We read with interest the letter by Siniorakis et al. referring to our paper, “Sacubitril/valsartan: a practical guide” published in the Journal,1 and we do agree that biochemical issues on natriuretic peptides in the context of sacubitril/valsartan treatment are complex and controversial. Nevertheless, we have to keep in mind that our purpose was to provide physicians with clear and practical guidance to everyday practice, and our recommendations are based on the evidence of clinical arguments.
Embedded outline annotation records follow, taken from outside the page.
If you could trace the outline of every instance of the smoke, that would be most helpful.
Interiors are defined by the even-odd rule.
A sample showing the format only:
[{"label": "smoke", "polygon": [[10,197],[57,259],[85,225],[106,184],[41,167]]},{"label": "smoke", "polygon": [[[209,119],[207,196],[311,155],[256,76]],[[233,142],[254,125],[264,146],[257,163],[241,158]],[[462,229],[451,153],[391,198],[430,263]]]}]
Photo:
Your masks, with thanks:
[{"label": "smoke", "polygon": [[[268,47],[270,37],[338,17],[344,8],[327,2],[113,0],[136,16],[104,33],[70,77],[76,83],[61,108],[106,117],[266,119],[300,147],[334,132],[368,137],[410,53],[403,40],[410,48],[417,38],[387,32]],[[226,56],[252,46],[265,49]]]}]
There is ample literature about the effects of neprilysin and its inhibition by neprilysin inhibitors like sacubitril on the natriuretic peptide system – protein modifications, endopeptide scissions – and their identification by immunoassays from different manufacturers. The effects of neprilysin inhibition are variable and poorly predictable in BNP assays from different manufacturers; change in one BNP assay may not necessarily be comparable to another one and there is definitely heterogeneity across assays with respect to how much change is observed. This variation is logical because neprilysin cleaves the BNP molecule in several places, which also reflect binding sites for the various BNP immunoassays. Sacubitril/valsartan leads to a somewhat more predictable decrease in NT-proBNP, as measured by different assays.2
There is also wide between-patient variability in BNP response to sacubitril/valsartan, including the initial variable increase in BNP after initiation of the ARNi in HFrEF patients – no increase in BNP in some patients, variable increases in others – compared to a more homogeneous NT-proBNP decrease.3,4
Because of these two effects, investigators recommend the use of NT-proBNP after sacubitril/valsartan initiation to avoid clinical confusion. This is reflected in the 2017 American College of Cardiology expert consensus decision pathway for optimization of heart failure (HF) treatment and in the 2019 Heart Failure Association practical guidance on the use of natriuretic peptides. The Task Forces consider NT-proBNP “the preferred biomarker to quantify HF severity and monitor prognosis in patients on sacubitril/valsartan”.5–7
Moreover, the European Medicines Agency package clearly states that BNP is not a suitable biomarker of HF in patients treated with sacubitril/valsartan because BNP is a neprilysin substrate. NT-proBNP is not a neprilysin substrate and is therefore a more suitable biomarker.8,9
The US Food and Drug Administration has recently approved sacubitril/valsartan in pediatric HF based on its effect on NT-proBNP levels; NT-proBNP is therefore considered a valid surrogate efficacy endpoint for regulatory approval of sacubitril/valsartan.10
Therefore, although we do understand the biochemical issues reported by Siniorakis et al., our practical recommendation may be more prudent and probably limit clinical confusion, at least until BNP reaches a steady state during the maintenance phase of ARNi treatment.4 However, in hospitals where BNP is the only natriuretic peptide assay available, its measurement during maintenance treatment with sacubitril/valsartan reliably reflects clinical prognosis with comparable performance to NT-proBNP. BNP should not however be used to determine treatment adherence or degree of treatment response, or lack thereof, in individual patients, during the initial phases of treatment.4
The response of natriuretic peptides to sacubitril/valsartan and comparisons of different BNP and NT-proBNP assays that target different regions on the BNP molecule, as well as NT-proBNP and proBNP1–108 assays, have been prospectively tested in PROVE-HF, and should provide a more comprehensive picture.11,12 Until then, our practical recommendation is consistent with current international guidelines and expert consensus statements.